Foreign intervention in civil wars turns them into trials of international strength and will whose consequences can be far more damaging than the original conflict itself. That outcome could flow from Russia's dramatic entry into the Syrian civil war. Moscow's move threatens to escalate an already deadly conflict which, over the past four years, has killed at least a quarter of a million people and displaced half the Syrian population. The ghastly breakdown of order in Syria has contributed to the momentum of desperation that has driven many thousands of Middle Eastern refugees into a Europe that could burst at its humanitarian seams if the crisis continues.

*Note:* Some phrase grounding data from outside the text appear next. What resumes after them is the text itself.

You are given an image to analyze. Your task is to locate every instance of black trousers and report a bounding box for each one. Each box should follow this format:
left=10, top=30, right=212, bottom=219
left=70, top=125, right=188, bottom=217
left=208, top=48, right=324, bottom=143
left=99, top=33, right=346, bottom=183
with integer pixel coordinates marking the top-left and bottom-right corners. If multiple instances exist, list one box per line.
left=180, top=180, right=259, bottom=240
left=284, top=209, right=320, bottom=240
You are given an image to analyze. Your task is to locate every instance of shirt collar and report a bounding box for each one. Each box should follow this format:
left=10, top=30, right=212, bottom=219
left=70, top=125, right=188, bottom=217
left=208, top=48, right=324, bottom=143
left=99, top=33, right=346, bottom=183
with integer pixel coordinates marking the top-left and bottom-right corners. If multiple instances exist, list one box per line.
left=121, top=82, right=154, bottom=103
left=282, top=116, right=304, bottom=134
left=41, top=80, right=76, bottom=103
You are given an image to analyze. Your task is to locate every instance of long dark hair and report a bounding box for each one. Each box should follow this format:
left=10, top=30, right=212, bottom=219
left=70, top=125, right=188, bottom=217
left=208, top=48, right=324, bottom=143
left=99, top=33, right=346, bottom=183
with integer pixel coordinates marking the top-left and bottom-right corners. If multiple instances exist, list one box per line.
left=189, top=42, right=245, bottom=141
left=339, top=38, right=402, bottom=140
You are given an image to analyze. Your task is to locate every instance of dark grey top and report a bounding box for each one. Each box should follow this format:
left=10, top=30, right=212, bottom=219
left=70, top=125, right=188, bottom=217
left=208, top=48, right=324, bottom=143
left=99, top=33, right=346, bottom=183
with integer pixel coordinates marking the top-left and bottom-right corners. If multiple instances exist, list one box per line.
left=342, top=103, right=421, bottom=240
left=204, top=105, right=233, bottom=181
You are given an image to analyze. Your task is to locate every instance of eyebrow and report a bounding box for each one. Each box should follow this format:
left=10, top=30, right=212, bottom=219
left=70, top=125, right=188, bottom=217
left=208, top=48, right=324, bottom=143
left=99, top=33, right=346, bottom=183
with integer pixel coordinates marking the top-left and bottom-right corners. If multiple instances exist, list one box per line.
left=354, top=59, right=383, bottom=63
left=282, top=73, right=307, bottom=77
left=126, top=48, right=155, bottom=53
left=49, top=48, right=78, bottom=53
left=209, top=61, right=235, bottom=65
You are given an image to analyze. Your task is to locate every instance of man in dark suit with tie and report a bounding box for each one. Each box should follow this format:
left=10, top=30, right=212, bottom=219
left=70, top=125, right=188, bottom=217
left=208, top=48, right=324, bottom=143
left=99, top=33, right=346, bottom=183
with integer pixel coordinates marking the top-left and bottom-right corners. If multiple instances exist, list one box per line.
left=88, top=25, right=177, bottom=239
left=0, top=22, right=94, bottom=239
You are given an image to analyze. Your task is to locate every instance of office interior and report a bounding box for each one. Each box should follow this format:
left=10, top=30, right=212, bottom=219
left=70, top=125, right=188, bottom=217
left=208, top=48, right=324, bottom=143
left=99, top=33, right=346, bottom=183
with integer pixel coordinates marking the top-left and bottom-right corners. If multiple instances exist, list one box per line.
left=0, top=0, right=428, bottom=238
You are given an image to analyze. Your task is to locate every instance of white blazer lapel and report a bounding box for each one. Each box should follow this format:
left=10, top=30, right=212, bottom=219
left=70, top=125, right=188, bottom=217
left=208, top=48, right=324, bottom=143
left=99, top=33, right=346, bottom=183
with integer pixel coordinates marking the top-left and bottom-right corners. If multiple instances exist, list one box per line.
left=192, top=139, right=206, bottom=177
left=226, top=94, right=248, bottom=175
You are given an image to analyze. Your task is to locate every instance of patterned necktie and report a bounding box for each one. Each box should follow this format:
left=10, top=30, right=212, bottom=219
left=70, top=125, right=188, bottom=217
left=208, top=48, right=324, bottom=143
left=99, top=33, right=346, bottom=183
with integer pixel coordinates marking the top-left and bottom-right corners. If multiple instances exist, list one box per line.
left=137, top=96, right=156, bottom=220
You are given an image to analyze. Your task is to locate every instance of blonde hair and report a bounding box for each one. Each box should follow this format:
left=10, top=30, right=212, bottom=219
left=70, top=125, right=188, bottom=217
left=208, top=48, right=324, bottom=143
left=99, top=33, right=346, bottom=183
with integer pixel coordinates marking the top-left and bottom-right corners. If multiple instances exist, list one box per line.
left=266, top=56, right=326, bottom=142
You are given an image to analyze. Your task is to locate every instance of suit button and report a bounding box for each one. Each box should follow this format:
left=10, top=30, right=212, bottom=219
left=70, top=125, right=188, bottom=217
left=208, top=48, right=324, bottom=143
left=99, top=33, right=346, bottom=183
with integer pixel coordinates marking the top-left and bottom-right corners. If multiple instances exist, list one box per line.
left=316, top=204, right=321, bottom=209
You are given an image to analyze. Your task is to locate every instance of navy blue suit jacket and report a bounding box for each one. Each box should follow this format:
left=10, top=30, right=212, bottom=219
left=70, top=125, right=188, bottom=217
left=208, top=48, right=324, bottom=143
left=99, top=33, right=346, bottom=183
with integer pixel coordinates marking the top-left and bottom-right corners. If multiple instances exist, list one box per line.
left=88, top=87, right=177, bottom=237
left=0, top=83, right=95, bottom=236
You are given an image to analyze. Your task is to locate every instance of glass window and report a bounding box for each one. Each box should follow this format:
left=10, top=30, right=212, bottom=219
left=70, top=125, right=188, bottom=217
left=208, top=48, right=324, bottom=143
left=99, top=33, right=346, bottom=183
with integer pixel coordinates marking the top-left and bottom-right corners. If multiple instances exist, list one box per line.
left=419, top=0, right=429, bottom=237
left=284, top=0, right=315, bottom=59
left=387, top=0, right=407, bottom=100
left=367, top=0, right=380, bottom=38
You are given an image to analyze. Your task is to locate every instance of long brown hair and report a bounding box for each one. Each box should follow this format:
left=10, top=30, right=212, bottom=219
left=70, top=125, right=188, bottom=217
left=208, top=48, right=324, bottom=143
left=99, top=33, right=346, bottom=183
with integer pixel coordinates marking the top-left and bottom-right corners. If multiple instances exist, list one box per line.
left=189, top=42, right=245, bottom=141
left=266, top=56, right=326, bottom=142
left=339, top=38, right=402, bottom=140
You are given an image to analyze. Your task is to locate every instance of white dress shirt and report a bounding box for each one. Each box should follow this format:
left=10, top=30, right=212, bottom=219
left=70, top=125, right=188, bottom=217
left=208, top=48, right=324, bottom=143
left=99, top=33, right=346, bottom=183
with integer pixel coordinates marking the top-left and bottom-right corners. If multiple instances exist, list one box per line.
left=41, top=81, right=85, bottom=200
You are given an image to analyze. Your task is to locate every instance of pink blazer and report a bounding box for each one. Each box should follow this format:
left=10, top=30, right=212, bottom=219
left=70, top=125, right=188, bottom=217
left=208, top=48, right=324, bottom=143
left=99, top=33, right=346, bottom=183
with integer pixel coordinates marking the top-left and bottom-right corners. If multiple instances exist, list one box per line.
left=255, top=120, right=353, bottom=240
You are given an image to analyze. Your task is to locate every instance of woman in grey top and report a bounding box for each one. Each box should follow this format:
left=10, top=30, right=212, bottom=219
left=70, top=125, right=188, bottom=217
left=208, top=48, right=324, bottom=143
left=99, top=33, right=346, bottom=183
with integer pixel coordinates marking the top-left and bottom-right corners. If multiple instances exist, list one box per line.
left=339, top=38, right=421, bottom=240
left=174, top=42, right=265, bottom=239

Admittedly, the conflict already is an intensely international one. Rebel forces ranged against Syrian dictator Bashar al-Assad have the material and diplomatic support of the West and its Middle Eastern partners, notably Saudi Arabia, Qatar and Turkey. Their objective is to replace the dynastic and oppressive rule in Syria with a new dispensation that will be inclusively democratic. The objective of displacing the regime is also shared by one of the most regressive and bloodthirsty pretenders to the throne that world history has created: the Islamic State in Iraq and Syria. The irredentist ISIS, and the nascent caliphate that it is building on the ashes of the old order, already threatens the tenuous structures of power and authority in the Middle East. Its attractiveness to foreign insurgents drawn from as far away as South-east Asia signals its potential to become a globally disruptive force.
In this situation, Russian air strikes on ISIS should put it on the same political page as the West. However, international strategic objectives cannot possibly converge given that Russia's aim is to shore up the Assad regime, which the West is committed to overthrowing. Instead, the Russian initiative will strengthen the hand of Iran in Syria, a development that will elicit the heightened enmity of Saudi Arabia and other countries to which the consolidation of an Iranian sphere of influence is anathema. By entering the military fray to support a rogue, Russia has hardened regional positions. While any military contribution to the destruction of ISIS is welcome news, Moscow's intervention has raised the stakes in Syria.
This reassertion of Russia's ability to act far beyond its borders is a throwback to the days of the Soviet Union. The ill-advised and ill-fated Soviet invasion of Afghanistan in 1979 resulted not only in an eventual pullout but also making that country synonymous with international insecurity. Syria's civil war has the makings of a new struggle for supremacy in the Middle East in which no player can hope for an outright military solution. Only a political resolution will do if the country is to avoid becoming a major international flashpoint. Anarchy must not hand victory to ISIS.